Before deploying to production:
  1. Webhook Integration: Set up GitHub webhooks to trigger reviews automatically when PRs are opened or updated. You’ll need the admin:repo_hook OAuth scope and a webhook endpoint that receives GitHub events. See GitHub’s Webhook documentation for implementation details.
  2. Rate Limiting: Implement rate limiting to avoid hitting GitHub API limits (5000 requests/hour for authenticated apps)

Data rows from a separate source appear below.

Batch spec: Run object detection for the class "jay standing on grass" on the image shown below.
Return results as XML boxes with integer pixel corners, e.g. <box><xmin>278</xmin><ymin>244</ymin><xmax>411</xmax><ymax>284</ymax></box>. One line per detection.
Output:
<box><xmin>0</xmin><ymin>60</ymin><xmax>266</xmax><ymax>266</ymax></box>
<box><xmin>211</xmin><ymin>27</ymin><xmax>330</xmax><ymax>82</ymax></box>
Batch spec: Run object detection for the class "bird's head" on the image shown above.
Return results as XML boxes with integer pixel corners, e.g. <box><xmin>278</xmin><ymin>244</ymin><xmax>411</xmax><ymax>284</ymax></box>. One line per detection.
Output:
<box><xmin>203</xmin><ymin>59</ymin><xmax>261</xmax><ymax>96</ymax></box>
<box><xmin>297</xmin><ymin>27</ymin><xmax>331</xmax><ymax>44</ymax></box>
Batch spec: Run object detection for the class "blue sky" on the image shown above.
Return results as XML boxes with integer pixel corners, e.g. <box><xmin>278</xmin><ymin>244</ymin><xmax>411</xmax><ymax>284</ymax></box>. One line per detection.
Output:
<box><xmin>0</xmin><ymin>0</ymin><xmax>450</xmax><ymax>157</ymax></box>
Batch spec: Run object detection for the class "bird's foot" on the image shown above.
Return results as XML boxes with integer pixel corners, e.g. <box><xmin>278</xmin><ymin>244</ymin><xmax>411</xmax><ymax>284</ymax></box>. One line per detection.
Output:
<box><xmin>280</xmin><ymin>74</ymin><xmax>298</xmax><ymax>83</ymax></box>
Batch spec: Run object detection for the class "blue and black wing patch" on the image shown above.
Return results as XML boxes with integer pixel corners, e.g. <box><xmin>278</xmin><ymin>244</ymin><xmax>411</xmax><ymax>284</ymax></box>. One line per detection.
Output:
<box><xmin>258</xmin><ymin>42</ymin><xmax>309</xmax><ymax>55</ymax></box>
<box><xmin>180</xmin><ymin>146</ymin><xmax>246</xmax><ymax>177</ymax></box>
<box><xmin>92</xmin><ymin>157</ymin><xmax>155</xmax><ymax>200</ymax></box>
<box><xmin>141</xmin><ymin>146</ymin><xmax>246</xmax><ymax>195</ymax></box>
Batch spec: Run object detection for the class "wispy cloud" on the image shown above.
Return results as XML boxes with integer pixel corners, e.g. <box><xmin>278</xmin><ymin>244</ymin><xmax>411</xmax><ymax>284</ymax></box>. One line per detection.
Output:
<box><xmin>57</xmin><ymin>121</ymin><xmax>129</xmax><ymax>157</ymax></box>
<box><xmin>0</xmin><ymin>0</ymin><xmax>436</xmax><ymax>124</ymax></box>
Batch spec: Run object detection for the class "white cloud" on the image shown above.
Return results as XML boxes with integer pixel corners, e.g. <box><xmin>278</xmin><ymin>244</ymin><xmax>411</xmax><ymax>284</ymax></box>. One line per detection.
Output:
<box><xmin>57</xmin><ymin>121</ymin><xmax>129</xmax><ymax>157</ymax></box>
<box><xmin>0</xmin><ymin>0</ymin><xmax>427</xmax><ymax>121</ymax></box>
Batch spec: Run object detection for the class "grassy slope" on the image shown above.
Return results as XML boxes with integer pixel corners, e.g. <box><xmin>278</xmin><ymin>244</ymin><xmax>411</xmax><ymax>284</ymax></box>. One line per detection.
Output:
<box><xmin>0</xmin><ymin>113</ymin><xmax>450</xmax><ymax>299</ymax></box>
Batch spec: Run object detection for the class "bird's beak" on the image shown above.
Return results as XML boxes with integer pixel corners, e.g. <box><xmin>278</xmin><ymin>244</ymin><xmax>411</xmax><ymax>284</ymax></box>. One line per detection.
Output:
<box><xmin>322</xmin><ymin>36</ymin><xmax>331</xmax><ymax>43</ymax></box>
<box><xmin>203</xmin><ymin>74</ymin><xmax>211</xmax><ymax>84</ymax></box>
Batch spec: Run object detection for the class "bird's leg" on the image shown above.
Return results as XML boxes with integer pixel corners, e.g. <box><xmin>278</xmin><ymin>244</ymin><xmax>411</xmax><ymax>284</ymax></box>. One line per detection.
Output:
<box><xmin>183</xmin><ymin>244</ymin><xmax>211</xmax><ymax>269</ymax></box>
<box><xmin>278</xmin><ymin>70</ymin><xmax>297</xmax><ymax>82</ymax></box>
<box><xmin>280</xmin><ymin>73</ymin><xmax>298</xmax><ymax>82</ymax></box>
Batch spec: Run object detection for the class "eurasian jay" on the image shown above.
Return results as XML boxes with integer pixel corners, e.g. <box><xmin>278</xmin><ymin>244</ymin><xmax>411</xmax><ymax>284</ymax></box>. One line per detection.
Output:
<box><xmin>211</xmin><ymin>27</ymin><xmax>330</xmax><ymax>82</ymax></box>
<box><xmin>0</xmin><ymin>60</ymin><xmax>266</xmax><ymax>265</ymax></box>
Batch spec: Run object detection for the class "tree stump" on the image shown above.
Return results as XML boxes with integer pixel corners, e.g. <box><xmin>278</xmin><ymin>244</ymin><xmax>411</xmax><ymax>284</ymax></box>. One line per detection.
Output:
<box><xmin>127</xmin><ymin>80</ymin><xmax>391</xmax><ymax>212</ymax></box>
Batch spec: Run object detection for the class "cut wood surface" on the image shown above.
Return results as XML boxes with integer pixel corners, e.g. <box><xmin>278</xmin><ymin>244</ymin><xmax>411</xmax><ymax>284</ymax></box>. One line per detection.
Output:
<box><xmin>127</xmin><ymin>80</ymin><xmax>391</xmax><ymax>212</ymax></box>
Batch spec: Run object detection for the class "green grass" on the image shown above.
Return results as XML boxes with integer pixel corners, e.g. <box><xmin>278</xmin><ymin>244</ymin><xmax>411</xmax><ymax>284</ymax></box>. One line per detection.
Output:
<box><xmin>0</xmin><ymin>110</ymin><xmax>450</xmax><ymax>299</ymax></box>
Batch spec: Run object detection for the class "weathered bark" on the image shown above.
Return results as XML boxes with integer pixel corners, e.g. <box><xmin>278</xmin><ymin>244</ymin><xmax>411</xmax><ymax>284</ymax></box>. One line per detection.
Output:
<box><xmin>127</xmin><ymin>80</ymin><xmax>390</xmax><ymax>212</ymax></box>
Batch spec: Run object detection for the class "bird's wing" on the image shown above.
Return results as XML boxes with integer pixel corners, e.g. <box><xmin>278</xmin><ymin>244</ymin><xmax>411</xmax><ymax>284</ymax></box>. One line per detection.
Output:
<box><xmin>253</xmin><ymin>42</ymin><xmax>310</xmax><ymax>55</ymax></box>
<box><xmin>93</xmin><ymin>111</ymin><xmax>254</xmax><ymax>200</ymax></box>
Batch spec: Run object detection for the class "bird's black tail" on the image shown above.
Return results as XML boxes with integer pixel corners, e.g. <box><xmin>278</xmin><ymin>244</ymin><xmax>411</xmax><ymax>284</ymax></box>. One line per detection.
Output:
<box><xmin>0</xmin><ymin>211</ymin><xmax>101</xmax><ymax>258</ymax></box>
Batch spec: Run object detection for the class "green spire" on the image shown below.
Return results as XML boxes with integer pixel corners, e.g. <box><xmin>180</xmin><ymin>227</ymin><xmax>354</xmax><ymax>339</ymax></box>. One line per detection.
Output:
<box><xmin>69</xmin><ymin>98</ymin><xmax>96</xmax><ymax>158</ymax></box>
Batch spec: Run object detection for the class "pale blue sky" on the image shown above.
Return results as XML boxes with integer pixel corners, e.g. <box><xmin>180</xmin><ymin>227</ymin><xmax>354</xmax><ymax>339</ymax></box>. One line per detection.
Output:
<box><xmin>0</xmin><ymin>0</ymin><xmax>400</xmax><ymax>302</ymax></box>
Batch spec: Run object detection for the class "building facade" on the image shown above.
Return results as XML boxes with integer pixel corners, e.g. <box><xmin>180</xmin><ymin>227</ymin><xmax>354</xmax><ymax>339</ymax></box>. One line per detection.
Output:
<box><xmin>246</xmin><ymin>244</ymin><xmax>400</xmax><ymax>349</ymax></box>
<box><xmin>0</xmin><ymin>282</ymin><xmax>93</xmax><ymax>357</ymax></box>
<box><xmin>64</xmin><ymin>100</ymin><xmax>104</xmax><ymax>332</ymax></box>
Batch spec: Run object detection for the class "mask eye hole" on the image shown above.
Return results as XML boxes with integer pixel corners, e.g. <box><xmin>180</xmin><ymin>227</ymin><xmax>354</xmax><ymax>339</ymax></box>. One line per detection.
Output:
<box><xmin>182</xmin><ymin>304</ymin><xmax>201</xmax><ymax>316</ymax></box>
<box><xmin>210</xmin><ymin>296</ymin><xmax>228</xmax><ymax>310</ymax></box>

  3. Concurrency: Queue reviews to handle multiple PRs simultaneously without overwhelming the AI API
  4. Error Handling: Add try/catch blocks and retry logic for API failures
  5. Review History: Store review results in a database for analytics and team insights
  6. Configurable Rules: Allow teams to customize review criteria per repository via config files
  7. Cost Management: Monitor AI API usage and token costs, especially for large PRs with many files
  8. Privacy: Ensure sensitive code doesn’t get logged or sent to unauthorized services
Performance Tip:For large PRs (>20 files), consider:
  • Reviewing only changed lines instead of full files
  • Batching file reviews to reduce token usage
  • Implementing a maximum file size limit
  • Allowing users to request specific file reviews

What’s Next?

Congratulations! You’ve built an AI-powered code review bot that analyzes pull requests for security issues, code quality, and best practices.